BULL – REVIEW OF BARTLETT PLAY AT COAL MINE

Diana Bentley as Isobel and Damon Runyan as Tony in Bull – Photo: Michael Cooper

Reviewed by James Karas

Bull is a new play by Mike Bartlett that provides the type of powerful examination of corporate morality with superb acting that one looks for in the theatre.

The play is produced by Coal Mine Theatre at The Coal Mine and if you have not heard of the company or the theatre it is because they are quite new. The theatre is in a basement on Danforth Avenue, in Toronto’s Greektown and this is the company’s second production.

As you enter the theatre, you see that the playing area is enclosed by a net. You expect to see a few bouts of the Ultimate Fighting Championship where brutality and bloodshed pass for a sport. Bull is the moral and office equivalent of a 55-minute UFC bout and the end is very similar to it.

The set is in fact an ordinary office where three employees are waiting for the boss to axe one of them. This is capitalism and to say it’s a dog-eat-dog world may be unduly offensive to canines. We have Tony (Damon Runyan), tall, handsome, arrogant, athletic, amoral and brutal. His partner in assassination is Isobel (Diana Bentley), tall, beautiful, confident, amoral and vicious.

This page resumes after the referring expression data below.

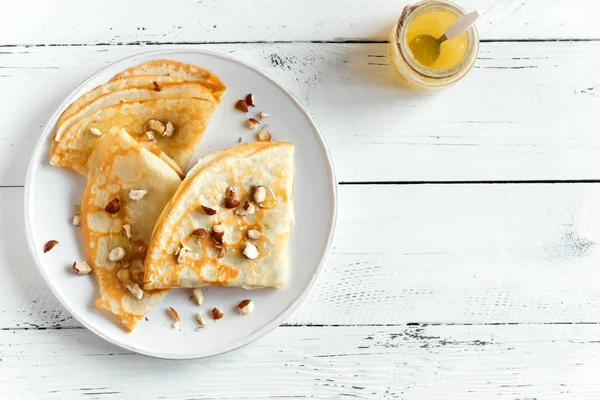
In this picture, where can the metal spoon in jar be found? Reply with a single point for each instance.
(426, 48)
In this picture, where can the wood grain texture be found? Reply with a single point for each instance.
(431, 362)
(408, 253)
(114, 22)
(536, 121)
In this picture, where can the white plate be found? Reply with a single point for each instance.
(51, 194)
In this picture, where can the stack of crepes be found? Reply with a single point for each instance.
(144, 229)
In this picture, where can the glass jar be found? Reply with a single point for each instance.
(432, 17)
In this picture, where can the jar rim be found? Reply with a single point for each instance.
(408, 15)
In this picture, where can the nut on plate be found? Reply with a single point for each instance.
(155, 126)
(216, 314)
(175, 317)
(50, 245)
(81, 267)
(245, 307)
(250, 251)
(251, 123)
(198, 296)
(113, 206)
(250, 99)
(241, 105)
(116, 254)
(137, 194)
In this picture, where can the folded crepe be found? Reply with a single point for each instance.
(118, 166)
(187, 249)
(188, 72)
(188, 116)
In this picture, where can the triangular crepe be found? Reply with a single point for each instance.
(179, 69)
(119, 165)
(189, 117)
(207, 262)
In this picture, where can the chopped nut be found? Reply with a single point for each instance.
(50, 245)
(169, 129)
(251, 123)
(245, 307)
(216, 314)
(81, 267)
(181, 256)
(127, 229)
(198, 296)
(175, 317)
(200, 232)
(250, 251)
(209, 211)
(76, 220)
(201, 320)
(116, 254)
(137, 195)
(155, 125)
(263, 135)
(260, 194)
(113, 206)
(95, 131)
(250, 100)
(230, 201)
(135, 290)
(254, 234)
(242, 106)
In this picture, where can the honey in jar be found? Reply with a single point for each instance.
(412, 57)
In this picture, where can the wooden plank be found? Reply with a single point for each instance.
(528, 110)
(424, 253)
(433, 362)
(113, 21)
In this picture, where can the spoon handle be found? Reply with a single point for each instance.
(461, 25)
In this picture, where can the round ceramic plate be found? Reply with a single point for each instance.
(52, 193)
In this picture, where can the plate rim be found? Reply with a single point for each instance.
(275, 321)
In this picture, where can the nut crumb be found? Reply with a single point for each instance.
(116, 254)
(260, 194)
(113, 206)
(50, 245)
(127, 229)
(245, 307)
(201, 321)
(216, 314)
(175, 317)
(81, 267)
(250, 99)
(242, 106)
(250, 251)
(169, 129)
(76, 221)
(137, 195)
(198, 296)
(254, 234)
(251, 123)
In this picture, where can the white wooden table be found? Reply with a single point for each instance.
(466, 262)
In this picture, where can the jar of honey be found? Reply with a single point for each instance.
(410, 57)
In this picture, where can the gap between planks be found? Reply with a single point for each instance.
(194, 43)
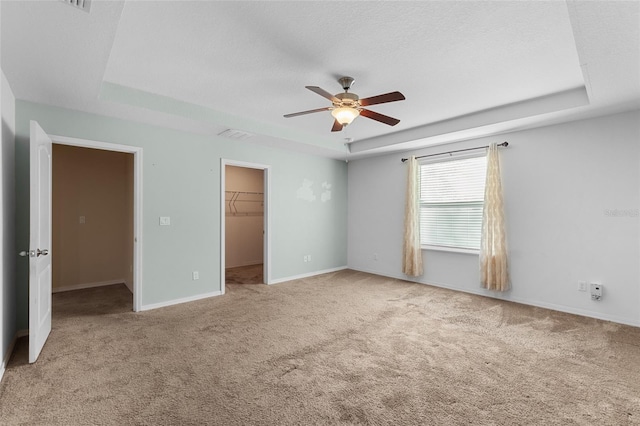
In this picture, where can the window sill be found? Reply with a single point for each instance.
(451, 249)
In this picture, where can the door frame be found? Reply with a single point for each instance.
(137, 202)
(266, 241)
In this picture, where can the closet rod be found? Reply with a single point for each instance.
(505, 144)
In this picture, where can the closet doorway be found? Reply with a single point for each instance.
(244, 223)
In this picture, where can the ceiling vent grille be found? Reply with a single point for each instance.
(235, 134)
(83, 5)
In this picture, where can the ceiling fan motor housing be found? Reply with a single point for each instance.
(347, 99)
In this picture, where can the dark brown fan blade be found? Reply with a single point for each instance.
(381, 99)
(323, 93)
(379, 117)
(336, 126)
(295, 114)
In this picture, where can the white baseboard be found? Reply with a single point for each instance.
(178, 301)
(87, 285)
(307, 275)
(538, 304)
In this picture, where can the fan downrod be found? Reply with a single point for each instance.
(346, 83)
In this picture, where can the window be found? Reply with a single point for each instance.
(451, 202)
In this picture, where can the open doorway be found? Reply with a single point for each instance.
(92, 232)
(124, 254)
(244, 223)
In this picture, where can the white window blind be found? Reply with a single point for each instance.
(451, 202)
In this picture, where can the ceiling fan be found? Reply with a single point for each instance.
(347, 106)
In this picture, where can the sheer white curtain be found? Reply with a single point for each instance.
(494, 274)
(412, 253)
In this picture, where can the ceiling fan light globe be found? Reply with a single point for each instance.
(345, 115)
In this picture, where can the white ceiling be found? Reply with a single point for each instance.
(467, 69)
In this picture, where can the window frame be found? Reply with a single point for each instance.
(440, 159)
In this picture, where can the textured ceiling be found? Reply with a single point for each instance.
(466, 68)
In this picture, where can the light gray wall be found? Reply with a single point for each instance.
(558, 183)
(181, 179)
(7, 212)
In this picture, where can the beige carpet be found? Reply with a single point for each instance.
(341, 348)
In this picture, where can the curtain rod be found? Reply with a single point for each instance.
(505, 144)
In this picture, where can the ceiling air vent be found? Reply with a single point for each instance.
(83, 5)
(235, 134)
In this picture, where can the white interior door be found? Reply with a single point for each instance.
(39, 241)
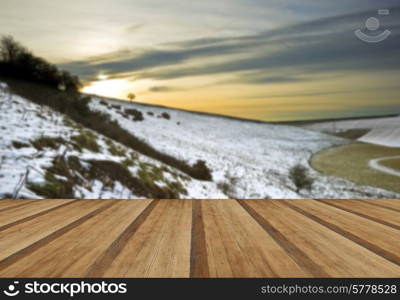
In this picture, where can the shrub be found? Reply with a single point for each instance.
(47, 142)
(19, 145)
(18, 62)
(299, 175)
(86, 140)
(137, 115)
(101, 123)
(165, 116)
(201, 170)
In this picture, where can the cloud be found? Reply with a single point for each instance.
(158, 89)
(312, 47)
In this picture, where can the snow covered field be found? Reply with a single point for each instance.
(252, 159)
(247, 159)
(382, 131)
(21, 164)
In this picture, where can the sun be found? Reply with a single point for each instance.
(102, 77)
(113, 88)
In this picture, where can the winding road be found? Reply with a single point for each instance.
(374, 163)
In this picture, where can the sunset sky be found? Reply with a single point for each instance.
(261, 59)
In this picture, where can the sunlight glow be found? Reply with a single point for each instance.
(114, 88)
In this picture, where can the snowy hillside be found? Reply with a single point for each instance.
(381, 131)
(42, 153)
(248, 159)
(45, 154)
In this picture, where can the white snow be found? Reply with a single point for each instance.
(375, 164)
(255, 156)
(382, 131)
(249, 159)
(23, 121)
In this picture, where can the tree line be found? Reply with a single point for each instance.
(18, 62)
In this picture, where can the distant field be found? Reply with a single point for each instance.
(351, 162)
(392, 163)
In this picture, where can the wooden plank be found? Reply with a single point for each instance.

These two UFC fighters have their victim in the arena and his demolition is inevitable. Tom who asks to be called Thomas (Ryan Rogerson) is short, chubby, ineffectual and a fighter who will eventually bang his hand on the boards to signal his utter surrender.   

Isobel and Tony take jabs at Tom, push him around, humiliate him and indeed have fun in the knowledge of their eventual triumph. Tom does try to resist but his fighting skills are pathetically limited and he is constantly thrown off his feet.

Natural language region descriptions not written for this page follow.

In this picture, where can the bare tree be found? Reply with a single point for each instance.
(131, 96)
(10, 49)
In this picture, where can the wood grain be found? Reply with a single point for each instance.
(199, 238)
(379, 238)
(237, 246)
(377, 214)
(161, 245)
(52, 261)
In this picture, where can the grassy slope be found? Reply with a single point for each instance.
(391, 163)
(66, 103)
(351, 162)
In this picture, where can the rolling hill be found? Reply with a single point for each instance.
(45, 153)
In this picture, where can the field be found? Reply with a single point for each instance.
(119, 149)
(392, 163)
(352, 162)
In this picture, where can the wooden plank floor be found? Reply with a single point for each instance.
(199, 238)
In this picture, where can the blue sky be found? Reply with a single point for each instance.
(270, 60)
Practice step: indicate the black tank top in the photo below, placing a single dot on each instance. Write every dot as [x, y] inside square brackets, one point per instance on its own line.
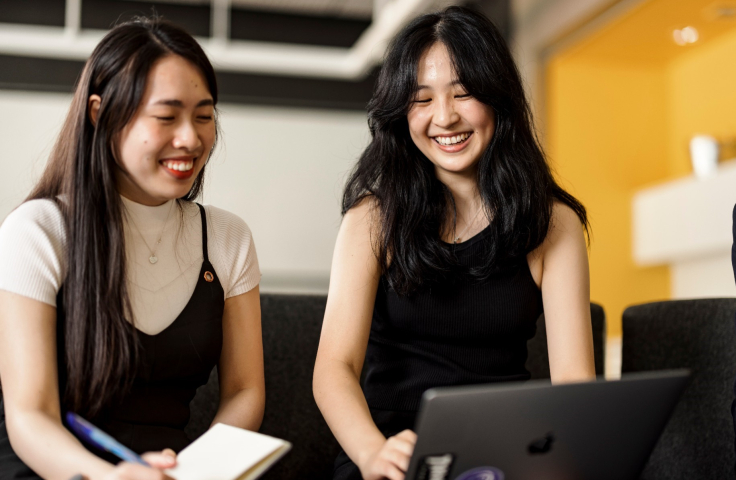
[173, 364]
[458, 332]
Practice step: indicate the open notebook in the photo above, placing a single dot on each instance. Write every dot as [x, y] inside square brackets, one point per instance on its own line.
[228, 453]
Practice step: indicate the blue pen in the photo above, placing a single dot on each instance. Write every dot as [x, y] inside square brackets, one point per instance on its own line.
[101, 440]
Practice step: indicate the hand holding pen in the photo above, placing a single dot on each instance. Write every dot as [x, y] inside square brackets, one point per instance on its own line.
[134, 467]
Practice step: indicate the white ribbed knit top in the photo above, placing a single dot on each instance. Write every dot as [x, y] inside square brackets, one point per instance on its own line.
[32, 260]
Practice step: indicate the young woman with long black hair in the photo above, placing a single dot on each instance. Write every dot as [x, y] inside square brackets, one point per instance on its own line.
[118, 293]
[455, 239]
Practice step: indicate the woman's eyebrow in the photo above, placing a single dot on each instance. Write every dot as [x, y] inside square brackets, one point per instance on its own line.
[178, 103]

Carter, the boss, (Mark Caven) arrives to deliver the verdict on who will be eliminated and, of course, he chooses Tom after adding further humiliation. He cannot even remember Tom’s name.

Tom attempts to save some shreds of dignity by engaging or trying to engage Isobel in a physical fight. This is UFC come to the theatre. The fight ends in true UFC style with blood being shed. In keeping with the title of the play, the fight between Isobel and Tom is given the indicia of a bullfight. The atmosphere and violence of the play make bullfights look civilized and I prefer the UFC image. 

The cast gave some superlative acting. Caven as the superior boss, Runyan and Bentley as the astonishingly brutal fighters and Rogerson as the pathetic Tom make for fine theatre. David Ferry directs this marvelous production.

This is The Coal Mine’s second production. Their third production will be August Strindberg’s Creditors, adapted by David Grieg and directed by Rae Ellen Bodie. Creditors will run from April 17 to May 17, 2014 at the Coal Mine.